Landform of water actions in desert

  • Few deserts in the world are entire without rain or water. The annual precipitation may be small and comes in irregular showers. But thunderstorms do occur and the rain falls in torrential downpours, producing devastating effects.
  • A single rainstorm may bring several inches of rain within a few hours, drowning people who camp in dry desert streams and flooding mud-baked houses in the oasis.
  • As deserts have little vegetation to protect the surface soil, large quantities of rock wastes are transported in the sudden raging torrents or flash-floods. Loose gravels, sand, and fine dusts are swept down the hillsides.
  • They cut deep gullies and ravines forming bad-land topography. Subsequent downpours widen and deepen the gullies when they wash down more soft rocks from the surface. There is so much material in the flash floods that the flow becomes liquid mud.
  • When the masses of debris are deposited at the foot of the hill or the mouth of the valley, an alluvial cone or fan or ‘dry delta’ is formed, over which the temporary stream discharges through several channels, depositing more material.
  • The pasty alluvial deposits are subjected to rapid evaporation by the hot sun and downward percolation of water into the porous ground, and soon dry up leaving mounds of debris. Apart from gullies there are many larger dry channels or valleys.
  • Temporary lakes(Playas):
    • Also known as Playas, Salina or Salars
    • Formed in arid or semi-arid areas by intermittent streams flowing into depressions
    • Contain high percentage of salts due to high evaporation & lower precipitation.
    • The playa plain covered up by salts is called alkali flats.
Landforms in desert
  • Bajada & Pediment: The floor of the desert depression is made up of two features viz. Bajada & Pediment.
    • Bajada
      • Depositional feature made up of alluvial material lay down by intermittent streams.

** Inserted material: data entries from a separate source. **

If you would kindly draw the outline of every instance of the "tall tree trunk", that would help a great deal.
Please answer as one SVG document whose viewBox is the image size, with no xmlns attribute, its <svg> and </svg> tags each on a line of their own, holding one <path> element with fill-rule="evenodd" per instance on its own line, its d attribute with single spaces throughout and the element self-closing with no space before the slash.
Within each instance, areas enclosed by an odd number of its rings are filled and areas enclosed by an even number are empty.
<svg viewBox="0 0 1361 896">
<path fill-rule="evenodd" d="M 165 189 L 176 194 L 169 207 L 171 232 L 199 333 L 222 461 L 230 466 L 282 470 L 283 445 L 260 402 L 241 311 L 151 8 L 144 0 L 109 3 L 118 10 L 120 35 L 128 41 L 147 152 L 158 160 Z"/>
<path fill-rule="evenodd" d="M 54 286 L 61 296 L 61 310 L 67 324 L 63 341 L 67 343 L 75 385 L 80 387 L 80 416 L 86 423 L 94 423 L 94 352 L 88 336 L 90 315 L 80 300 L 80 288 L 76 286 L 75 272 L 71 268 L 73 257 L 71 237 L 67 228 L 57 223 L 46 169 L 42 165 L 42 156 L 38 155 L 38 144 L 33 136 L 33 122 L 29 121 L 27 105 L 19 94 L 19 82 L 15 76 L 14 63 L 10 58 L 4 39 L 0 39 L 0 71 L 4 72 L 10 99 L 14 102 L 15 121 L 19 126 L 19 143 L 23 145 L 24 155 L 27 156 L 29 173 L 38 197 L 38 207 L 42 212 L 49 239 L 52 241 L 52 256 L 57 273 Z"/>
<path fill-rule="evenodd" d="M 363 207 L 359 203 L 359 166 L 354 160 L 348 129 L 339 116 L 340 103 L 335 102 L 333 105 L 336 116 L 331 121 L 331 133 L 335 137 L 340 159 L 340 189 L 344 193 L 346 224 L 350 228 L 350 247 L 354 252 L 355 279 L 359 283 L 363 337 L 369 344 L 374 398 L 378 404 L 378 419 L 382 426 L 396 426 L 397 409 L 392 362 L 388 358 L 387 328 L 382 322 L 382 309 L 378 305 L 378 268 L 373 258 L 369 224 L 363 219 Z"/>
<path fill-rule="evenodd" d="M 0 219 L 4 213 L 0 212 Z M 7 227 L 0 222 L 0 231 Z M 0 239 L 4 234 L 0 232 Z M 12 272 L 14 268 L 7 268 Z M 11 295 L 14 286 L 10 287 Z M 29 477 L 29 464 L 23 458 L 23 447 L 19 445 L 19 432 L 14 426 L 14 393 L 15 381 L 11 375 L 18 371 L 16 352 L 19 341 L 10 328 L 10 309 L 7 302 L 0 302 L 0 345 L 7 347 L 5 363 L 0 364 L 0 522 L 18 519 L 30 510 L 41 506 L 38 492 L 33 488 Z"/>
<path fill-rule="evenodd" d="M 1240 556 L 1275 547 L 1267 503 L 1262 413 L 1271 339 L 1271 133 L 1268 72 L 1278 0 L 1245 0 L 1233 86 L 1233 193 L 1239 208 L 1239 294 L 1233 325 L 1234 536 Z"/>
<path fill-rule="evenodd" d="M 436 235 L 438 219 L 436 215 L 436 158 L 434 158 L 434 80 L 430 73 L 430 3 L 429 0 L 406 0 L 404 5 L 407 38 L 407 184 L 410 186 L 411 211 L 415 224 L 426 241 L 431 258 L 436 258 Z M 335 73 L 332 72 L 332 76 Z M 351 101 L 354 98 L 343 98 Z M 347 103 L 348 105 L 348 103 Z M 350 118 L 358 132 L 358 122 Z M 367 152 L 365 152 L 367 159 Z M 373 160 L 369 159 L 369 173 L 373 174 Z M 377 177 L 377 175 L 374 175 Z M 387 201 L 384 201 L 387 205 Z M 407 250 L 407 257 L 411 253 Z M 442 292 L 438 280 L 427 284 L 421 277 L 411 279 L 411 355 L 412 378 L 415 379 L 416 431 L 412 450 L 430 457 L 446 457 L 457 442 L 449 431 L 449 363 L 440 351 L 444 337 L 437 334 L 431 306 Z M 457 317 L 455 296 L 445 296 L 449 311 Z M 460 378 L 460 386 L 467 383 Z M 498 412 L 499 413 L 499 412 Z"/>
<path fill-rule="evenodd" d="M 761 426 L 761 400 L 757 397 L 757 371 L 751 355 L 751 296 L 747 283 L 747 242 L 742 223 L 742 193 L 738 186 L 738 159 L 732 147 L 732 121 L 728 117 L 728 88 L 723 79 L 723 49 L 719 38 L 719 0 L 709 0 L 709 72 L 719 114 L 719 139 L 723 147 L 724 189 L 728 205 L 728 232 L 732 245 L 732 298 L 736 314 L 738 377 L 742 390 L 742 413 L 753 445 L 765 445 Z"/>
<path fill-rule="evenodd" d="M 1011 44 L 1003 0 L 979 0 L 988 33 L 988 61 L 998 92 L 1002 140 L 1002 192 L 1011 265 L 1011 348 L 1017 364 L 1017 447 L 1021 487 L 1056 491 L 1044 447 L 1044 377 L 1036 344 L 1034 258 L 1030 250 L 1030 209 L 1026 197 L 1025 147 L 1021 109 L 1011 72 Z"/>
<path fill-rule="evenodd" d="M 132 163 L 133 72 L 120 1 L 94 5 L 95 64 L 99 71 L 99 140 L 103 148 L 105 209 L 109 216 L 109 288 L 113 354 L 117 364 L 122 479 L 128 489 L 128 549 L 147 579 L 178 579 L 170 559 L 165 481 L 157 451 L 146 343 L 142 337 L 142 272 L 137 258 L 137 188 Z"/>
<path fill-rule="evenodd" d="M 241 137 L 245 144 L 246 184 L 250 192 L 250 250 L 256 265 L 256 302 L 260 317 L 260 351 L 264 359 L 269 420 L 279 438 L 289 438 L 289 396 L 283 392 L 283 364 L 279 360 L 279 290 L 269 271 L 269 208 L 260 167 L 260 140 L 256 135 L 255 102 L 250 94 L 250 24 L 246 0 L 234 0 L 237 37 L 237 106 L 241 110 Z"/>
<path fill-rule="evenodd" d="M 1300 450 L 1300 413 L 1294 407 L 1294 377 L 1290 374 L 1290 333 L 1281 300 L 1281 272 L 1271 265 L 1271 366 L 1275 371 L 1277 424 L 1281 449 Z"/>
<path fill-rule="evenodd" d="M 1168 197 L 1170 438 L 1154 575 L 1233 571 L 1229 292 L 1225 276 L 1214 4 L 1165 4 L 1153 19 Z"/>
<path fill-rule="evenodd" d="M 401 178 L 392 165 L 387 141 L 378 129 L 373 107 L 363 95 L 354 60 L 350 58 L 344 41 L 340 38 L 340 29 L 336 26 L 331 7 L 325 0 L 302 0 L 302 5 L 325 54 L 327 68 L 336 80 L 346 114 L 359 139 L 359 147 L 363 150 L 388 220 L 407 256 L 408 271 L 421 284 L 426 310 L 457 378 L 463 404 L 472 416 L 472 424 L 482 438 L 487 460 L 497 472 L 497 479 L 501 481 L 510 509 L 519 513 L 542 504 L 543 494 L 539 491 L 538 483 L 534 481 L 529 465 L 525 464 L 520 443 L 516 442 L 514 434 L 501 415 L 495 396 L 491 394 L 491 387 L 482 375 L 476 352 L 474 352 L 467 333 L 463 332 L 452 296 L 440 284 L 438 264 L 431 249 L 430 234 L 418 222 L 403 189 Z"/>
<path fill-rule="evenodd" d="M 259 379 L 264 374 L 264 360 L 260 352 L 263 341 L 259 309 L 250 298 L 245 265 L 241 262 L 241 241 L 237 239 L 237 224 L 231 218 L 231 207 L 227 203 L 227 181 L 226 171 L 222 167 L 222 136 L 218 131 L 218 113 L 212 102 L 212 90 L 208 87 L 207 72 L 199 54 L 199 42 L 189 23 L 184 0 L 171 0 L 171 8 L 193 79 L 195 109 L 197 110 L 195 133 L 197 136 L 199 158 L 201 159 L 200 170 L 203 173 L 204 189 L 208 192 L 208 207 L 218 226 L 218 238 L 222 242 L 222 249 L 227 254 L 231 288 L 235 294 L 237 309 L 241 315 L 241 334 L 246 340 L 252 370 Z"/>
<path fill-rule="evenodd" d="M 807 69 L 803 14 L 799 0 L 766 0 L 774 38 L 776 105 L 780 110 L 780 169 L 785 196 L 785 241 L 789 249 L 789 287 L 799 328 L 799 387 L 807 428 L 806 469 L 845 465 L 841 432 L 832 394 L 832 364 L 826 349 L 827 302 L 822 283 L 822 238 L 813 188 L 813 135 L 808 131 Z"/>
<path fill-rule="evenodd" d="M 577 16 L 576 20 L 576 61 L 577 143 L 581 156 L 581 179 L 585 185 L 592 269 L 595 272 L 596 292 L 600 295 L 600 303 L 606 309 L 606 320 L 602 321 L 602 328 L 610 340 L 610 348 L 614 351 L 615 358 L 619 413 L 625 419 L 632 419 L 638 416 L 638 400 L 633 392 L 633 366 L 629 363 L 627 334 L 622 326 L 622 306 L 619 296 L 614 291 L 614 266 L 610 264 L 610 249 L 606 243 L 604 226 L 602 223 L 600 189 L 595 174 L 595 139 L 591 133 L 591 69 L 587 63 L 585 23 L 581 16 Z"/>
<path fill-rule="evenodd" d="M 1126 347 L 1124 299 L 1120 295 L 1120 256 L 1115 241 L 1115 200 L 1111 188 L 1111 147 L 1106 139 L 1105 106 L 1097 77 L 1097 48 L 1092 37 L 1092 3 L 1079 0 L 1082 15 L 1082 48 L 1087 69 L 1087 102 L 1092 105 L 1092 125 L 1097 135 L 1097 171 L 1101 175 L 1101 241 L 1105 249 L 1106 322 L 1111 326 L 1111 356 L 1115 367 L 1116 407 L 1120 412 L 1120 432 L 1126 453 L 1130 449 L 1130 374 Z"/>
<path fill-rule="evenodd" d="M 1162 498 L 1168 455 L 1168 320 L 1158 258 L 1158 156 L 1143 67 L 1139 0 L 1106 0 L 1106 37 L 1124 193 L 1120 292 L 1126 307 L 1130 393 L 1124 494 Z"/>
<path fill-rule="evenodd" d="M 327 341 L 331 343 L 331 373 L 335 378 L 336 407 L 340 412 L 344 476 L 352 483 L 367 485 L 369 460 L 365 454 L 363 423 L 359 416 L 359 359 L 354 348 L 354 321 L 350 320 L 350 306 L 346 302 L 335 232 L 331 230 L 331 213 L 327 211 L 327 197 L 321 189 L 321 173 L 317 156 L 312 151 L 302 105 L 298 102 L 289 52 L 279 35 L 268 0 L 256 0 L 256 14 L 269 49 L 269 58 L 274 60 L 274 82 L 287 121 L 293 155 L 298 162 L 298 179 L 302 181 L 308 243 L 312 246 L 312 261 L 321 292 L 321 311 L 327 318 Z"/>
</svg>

      • Bajada is formed by the coalescence of alluvial fans
      • These fan-shaped deposits form from the deposition of sediment by a stream from upland region onto flat land at the base of a mountain
      • Bajadas are common in arid areas where a large quantity of sediment is deposited by flash floods
      • Bajadas frequently contain playa lakes
    • Pediment
      • An erosional plain formed at the base of the surrounding mountain scarps -steep slope.
      • They are gently inclined rocky floors close to the mountains at their foot with or without a thin cover of debris.
      • They form through the erosion of mountain front through a combination of lateral erosion by streams and sheet flooding.
      • Through parallel retreat of slopes, the pediments extend backwards at the expense of mountain front
      • Gradually, the mountain gets reduced leaving an inselberg which is a remnant of the mountain.
      • That’s how the high relief in desert areas is reduced to low featureless plains called pediplains.
Bajada and Pediment
  • Alluvium fans
    • Alluvium fans are cone shaped heaps of sand that are deposited on the exit of a wadi or valley.
    • A wadi is a narrow dry valley with ephemeral water flow (water that flows during heavy rains only). The valley is dry and baked most of the time, but during heavy downpours they can fill up with water and transport all the alluvium from the upslope as sheet wash.
    • This alluvium is deposited as the wadi terminates into an open space. Energy is dissipated in the open space and material spreads apart into a fan shape.
  • Canyons/Gorges
    • Gorges (canyons in America) are deep narrow valleys that are excavated and eroded vertically by rivers that flow along deserts.
    • The Grand Canyon in Arizona USA was formed by vertical erosion of sedimentary strata by the Colorado River for millions of years.